Film review: The Menu – media ethics reconsidered in digital-age newsroom drama

Set in January 2015, this movie spin-off from the popular HKTV series uses a hostage crisis at a TV station to examine how hit rates and clickbait have transformed the news business

Gregory Wong leads the chase in journalism drama The Menu (category: IIB, Cantonese, Putonghua), which also stars Catherine Chau and Kate Yeung and is directed by Ben Fong.

3.5/5 stars

The fast-evolving ecosystem of Hong Kong’s cutthroat media industry receives an alternately idealistic and unflattering portrait in The Menu, a movie spin-off from HKTV’s 2015 series of the same name. Again directed by Ben Fong Chun-wah, the tightly paced newsroom drama ponders the moral pitfalls of digital journalism, while channelling its disgust for social injustices in a hostage thriller scenario not unlike Jodie Foster’s Money Monster .

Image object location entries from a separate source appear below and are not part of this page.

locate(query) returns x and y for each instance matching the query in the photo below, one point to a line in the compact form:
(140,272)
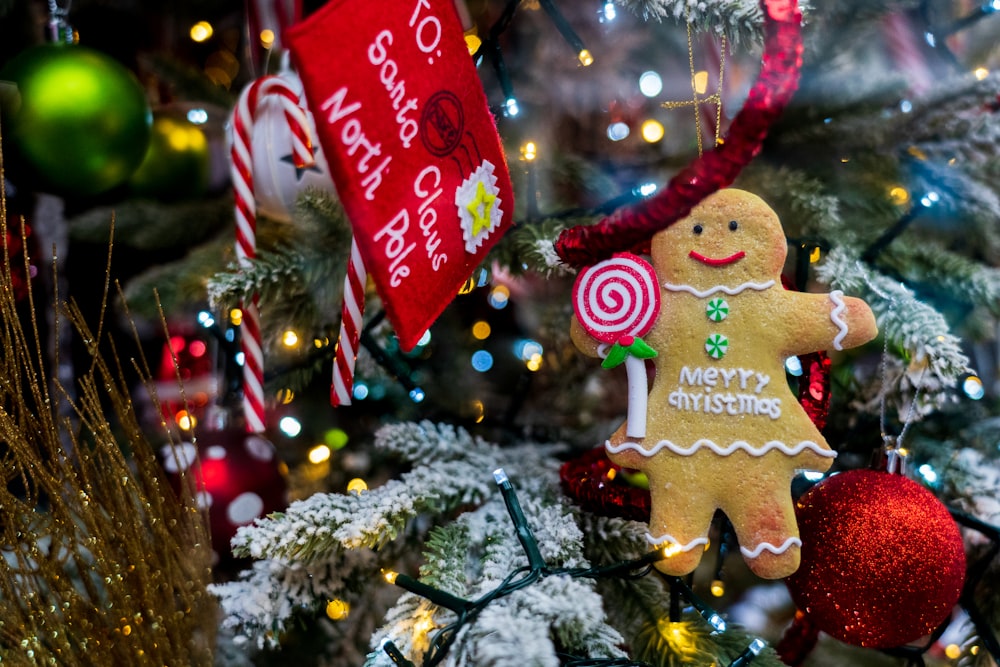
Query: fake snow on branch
(739,20)
(904,320)
(322,547)
(475,554)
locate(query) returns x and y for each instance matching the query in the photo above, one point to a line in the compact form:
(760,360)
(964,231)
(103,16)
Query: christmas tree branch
(907,322)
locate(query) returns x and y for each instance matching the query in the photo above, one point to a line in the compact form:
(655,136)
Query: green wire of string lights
(467,610)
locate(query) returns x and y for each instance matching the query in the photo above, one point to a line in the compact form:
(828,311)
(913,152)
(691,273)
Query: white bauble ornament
(276,180)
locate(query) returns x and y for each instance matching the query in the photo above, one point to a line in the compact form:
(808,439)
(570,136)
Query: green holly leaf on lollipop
(627,345)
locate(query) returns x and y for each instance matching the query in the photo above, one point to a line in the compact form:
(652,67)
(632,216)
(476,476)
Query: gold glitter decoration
(100,562)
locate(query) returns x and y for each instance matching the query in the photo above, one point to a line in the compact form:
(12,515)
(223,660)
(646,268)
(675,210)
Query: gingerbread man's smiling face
(730,238)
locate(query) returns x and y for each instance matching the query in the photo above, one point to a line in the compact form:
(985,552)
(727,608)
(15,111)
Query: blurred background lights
(618,131)
(337,610)
(645,189)
(201,31)
(973,387)
(793,366)
(318,454)
(472,41)
(700,82)
(534,363)
(335,438)
(899,195)
(928,473)
(652,131)
(185,420)
(650,84)
(481,330)
(290,426)
(525,349)
(499,296)
(197,116)
(482,360)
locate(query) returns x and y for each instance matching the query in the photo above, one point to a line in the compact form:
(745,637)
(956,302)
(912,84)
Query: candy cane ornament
(617,301)
(350,329)
(266,90)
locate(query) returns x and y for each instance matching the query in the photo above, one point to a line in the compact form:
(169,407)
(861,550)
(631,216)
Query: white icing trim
(839,307)
(693,544)
(760,548)
(721,451)
(731,291)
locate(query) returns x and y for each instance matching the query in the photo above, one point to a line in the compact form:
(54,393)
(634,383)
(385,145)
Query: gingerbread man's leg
(767,531)
(679,522)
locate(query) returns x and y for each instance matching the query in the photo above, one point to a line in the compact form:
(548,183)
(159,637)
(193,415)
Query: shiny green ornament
(176,164)
(79,119)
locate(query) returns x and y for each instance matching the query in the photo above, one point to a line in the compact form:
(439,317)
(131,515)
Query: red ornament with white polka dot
(238,477)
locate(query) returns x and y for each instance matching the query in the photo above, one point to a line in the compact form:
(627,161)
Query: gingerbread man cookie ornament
(723,429)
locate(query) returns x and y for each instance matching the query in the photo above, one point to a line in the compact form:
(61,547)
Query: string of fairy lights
(466,611)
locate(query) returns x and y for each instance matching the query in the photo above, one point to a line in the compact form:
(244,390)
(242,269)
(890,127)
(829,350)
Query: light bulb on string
(608,12)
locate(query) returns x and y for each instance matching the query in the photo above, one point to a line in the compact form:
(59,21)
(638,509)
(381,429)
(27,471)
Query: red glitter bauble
(882,560)
(237,477)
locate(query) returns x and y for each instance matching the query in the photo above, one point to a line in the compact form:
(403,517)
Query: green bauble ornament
(185,155)
(80,120)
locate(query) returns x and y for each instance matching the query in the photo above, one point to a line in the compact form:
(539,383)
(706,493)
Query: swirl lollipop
(617,301)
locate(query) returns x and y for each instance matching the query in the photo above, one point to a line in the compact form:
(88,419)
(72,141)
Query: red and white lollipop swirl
(616,301)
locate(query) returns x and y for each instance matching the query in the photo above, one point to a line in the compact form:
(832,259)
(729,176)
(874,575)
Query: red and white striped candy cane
(261,91)
(350,329)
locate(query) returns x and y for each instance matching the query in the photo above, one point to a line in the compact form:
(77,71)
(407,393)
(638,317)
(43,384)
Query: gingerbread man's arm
(826,322)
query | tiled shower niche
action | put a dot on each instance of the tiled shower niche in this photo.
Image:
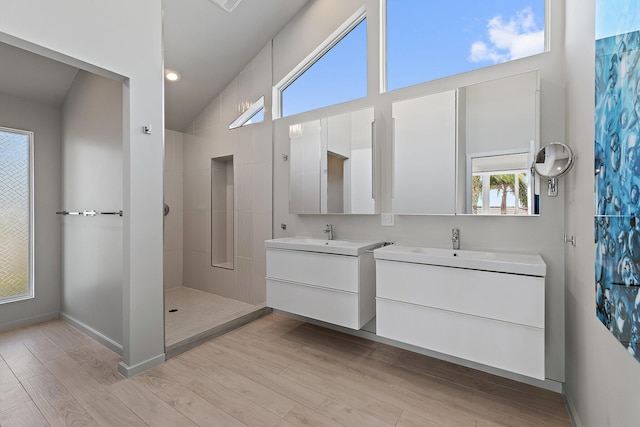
(222, 212)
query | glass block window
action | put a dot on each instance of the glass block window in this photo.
(16, 255)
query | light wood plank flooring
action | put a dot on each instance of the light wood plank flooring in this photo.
(274, 371)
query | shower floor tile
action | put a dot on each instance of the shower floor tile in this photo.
(198, 313)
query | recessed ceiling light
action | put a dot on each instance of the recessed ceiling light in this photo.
(227, 5)
(172, 76)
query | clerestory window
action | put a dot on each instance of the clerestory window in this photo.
(336, 72)
(428, 40)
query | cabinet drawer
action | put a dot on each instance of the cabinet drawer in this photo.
(325, 270)
(503, 345)
(507, 297)
(337, 307)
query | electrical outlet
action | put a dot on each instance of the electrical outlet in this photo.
(388, 220)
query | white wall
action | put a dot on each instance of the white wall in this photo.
(117, 38)
(92, 179)
(173, 231)
(208, 137)
(542, 234)
(44, 122)
(602, 378)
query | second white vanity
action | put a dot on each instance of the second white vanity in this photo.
(485, 307)
(328, 280)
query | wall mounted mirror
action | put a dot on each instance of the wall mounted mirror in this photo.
(424, 149)
(498, 130)
(331, 165)
(553, 161)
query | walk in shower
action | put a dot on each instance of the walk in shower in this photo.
(213, 251)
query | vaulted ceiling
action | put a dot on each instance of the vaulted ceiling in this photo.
(205, 44)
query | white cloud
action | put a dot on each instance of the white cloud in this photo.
(516, 38)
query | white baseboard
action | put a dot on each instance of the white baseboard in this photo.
(573, 414)
(129, 371)
(29, 321)
(102, 339)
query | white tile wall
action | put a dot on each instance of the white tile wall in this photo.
(207, 137)
(173, 196)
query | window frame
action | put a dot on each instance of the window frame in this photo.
(336, 37)
(383, 66)
(31, 267)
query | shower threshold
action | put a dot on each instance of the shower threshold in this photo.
(193, 317)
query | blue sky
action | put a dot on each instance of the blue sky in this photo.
(427, 39)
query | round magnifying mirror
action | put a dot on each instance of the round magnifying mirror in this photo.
(553, 160)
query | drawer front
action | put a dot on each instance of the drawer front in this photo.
(337, 307)
(507, 297)
(503, 345)
(325, 270)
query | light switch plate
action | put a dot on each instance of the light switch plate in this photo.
(388, 220)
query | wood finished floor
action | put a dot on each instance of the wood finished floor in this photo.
(274, 371)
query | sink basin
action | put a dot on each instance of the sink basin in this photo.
(530, 264)
(338, 247)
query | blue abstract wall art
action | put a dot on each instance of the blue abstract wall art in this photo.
(617, 187)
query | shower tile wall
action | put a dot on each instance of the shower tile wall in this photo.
(173, 225)
(251, 146)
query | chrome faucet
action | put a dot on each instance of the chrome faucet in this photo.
(329, 229)
(455, 238)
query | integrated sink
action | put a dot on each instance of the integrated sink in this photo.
(309, 244)
(530, 264)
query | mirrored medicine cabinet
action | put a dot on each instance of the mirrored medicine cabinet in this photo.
(466, 151)
(331, 165)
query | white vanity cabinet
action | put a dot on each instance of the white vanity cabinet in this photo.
(308, 279)
(495, 318)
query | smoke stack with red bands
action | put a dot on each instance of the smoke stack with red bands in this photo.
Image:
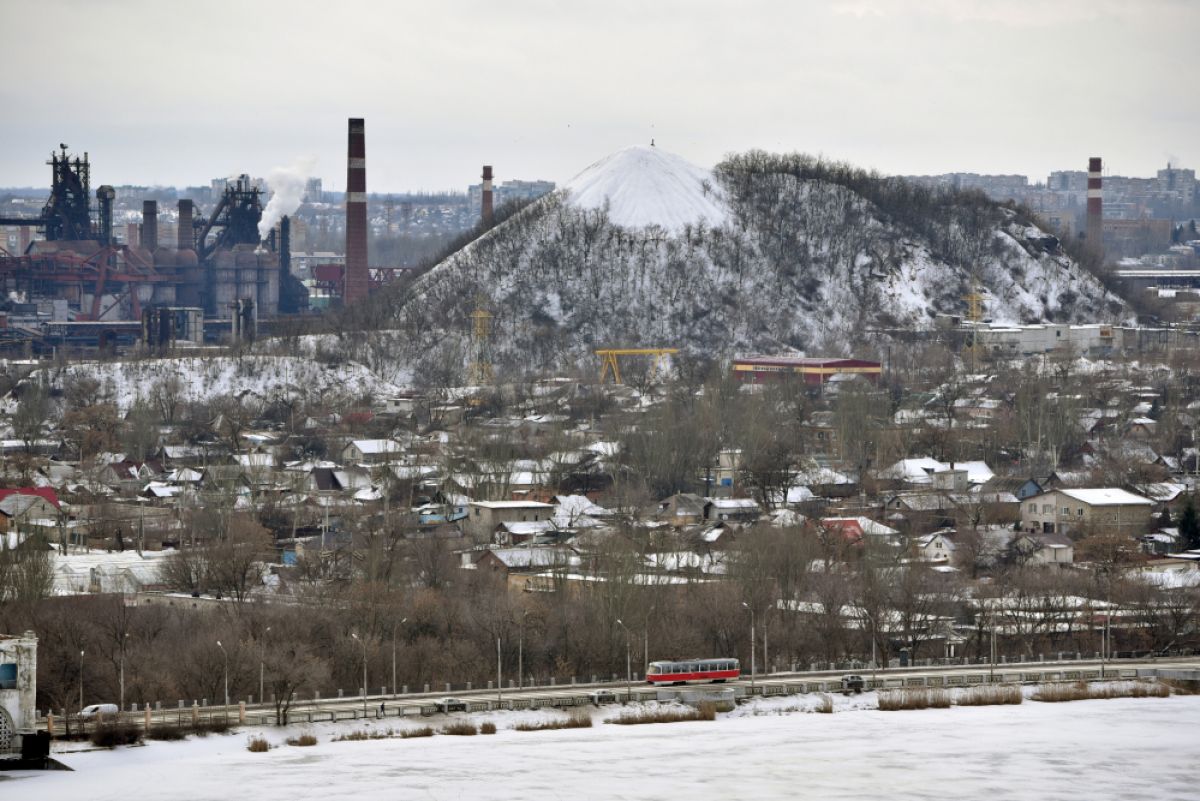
(1095, 205)
(357, 278)
(486, 206)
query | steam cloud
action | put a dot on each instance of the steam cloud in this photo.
(287, 191)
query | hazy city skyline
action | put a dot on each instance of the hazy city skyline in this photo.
(165, 96)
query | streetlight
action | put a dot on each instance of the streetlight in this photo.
(753, 636)
(521, 651)
(364, 644)
(395, 688)
(874, 636)
(629, 669)
(262, 667)
(226, 655)
(121, 708)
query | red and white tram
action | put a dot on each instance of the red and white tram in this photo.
(677, 673)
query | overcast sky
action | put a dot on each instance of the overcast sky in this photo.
(175, 94)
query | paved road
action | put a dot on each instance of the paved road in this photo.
(418, 704)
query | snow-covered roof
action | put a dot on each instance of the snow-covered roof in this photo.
(375, 446)
(646, 186)
(1107, 497)
(532, 505)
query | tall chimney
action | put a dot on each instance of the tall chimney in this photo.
(150, 224)
(486, 206)
(186, 235)
(357, 278)
(1095, 205)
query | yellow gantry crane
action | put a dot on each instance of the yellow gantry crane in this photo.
(610, 360)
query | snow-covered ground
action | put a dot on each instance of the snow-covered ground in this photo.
(648, 186)
(1125, 748)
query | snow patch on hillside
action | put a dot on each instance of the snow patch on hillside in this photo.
(646, 186)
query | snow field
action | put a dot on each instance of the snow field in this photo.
(1123, 748)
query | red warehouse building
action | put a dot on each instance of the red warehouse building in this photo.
(760, 369)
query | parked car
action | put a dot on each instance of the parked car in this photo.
(451, 705)
(603, 697)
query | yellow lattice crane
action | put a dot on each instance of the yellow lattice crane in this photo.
(975, 315)
(480, 371)
(610, 360)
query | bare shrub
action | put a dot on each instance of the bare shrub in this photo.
(117, 733)
(303, 740)
(660, 715)
(892, 700)
(1061, 692)
(166, 732)
(353, 736)
(990, 696)
(423, 732)
(577, 720)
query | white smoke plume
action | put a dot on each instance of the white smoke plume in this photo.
(287, 191)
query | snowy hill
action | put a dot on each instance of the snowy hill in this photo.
(766, 253)
(645, 186)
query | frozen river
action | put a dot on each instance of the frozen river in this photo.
(1126, 748)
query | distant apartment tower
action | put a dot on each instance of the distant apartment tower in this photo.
(1095, 205)
(313, 191)
(357, 276)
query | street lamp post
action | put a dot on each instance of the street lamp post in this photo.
(124, 640)
(629, 664)
(364, 644)
(226, 655)
(262, 668)
(521, 652)
(395, 687)
(753, 636)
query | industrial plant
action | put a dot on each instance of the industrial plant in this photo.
(76, 283)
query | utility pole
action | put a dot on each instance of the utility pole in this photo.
(629, 664)
(753, 637)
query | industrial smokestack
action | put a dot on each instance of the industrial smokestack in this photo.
(285, 246)
(186, 235)
(355, 282)
(486, 206)
(150, 224)
(1095, 205)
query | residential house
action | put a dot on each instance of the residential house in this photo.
(1098, 510)
(1043, 548)
(681, 510)
(372, 451)
(732, 510)
(484, 517)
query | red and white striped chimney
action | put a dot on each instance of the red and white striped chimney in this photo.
(486, 205)
(357, 277)
(1095, 205)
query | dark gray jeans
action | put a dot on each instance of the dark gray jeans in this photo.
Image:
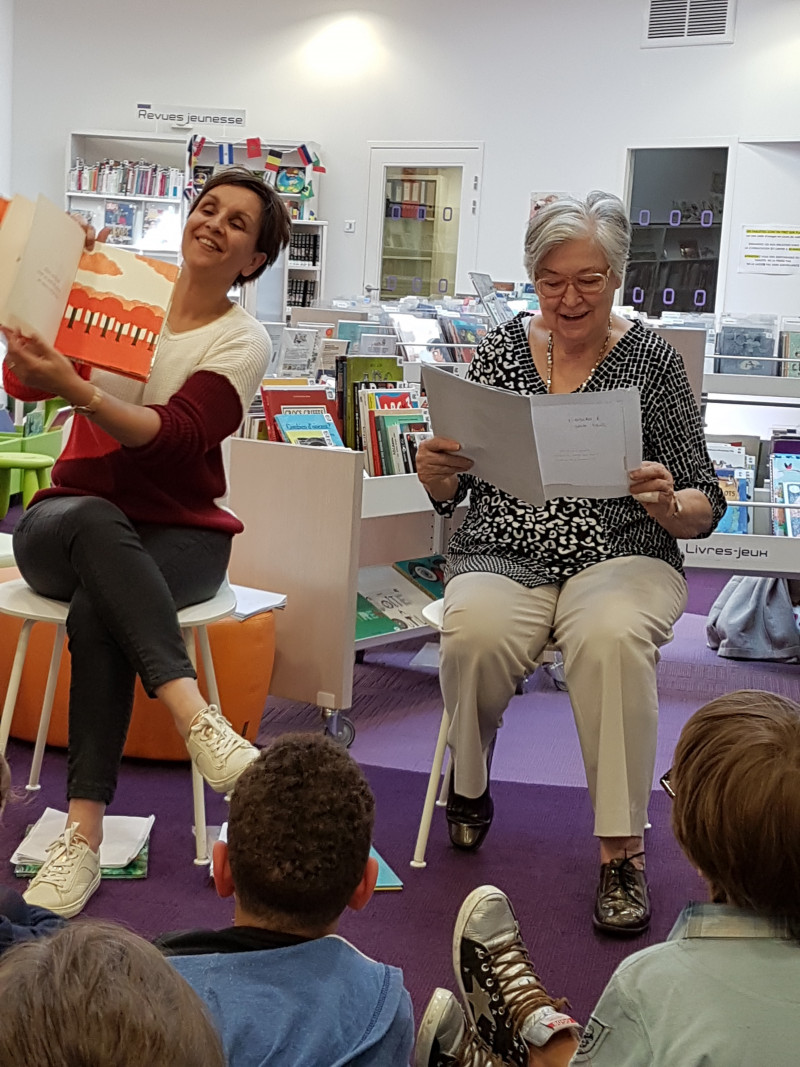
(125, 583)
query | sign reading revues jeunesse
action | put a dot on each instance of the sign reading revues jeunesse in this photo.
(172, 115)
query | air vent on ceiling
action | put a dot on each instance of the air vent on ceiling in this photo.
(688, 22)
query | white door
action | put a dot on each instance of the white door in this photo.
(422, 218)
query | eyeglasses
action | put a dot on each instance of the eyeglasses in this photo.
(666, 783)
(587, 285)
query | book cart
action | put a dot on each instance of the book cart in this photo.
(312, 521)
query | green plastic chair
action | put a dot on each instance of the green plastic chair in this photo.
(34, 468)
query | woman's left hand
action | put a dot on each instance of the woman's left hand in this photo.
(38, 365)
(656, 483)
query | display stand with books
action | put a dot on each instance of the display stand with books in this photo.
(130, 181)
(316, 527)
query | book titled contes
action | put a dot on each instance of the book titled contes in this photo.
(104, 307)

Set on an eventful day for the local print and TV media, the film reunites the local news team at the fictional free newspaper Smart Post – among them interim chief editor Fang Ying (Catherine Chau Ka-yee), reporter Fai (Gregory Wong Chung-yiu) and photojournalist Yan (Kate Yeung Kei) – as they continue to walk the fine line between beating rival papers to scoops and securing sensationalist content for clickbait.

Gregory Wong (left), Catherine Chau and Kate Yeung reprise their roles from the TV series.
Gregory Wong (left), Catherine Chau and Kate Yeung reprise their roles from the TV series.

The case in question revolves around TV station gaffer Tam Yiu-chi (Ng Man-tat), who is aggrieved by the acquittal of his daughter’s rapist and murderer on the grounds of double jeopardy. When Tam hijacks a TV studio and threatens to blow it up unless the Chief Executive intervenes to restore justice, the ensuing media storm serves as a cogent reminder of basic journalistic ethics – in an era when hit rates seemingly overshadow everything else.

While The Menu’s conscience-versus-unscrupulousness dichotomy feels overly simplified, and the investigation at times too condensed to be realistic, it is also enjoyably adept in depicting the zeitgeist. The film’s brazen proposition of how digital press and social media could spawn a social movement hits home hard in these post-Occupy times. It makes perfect sense for the story to be set in January 2015.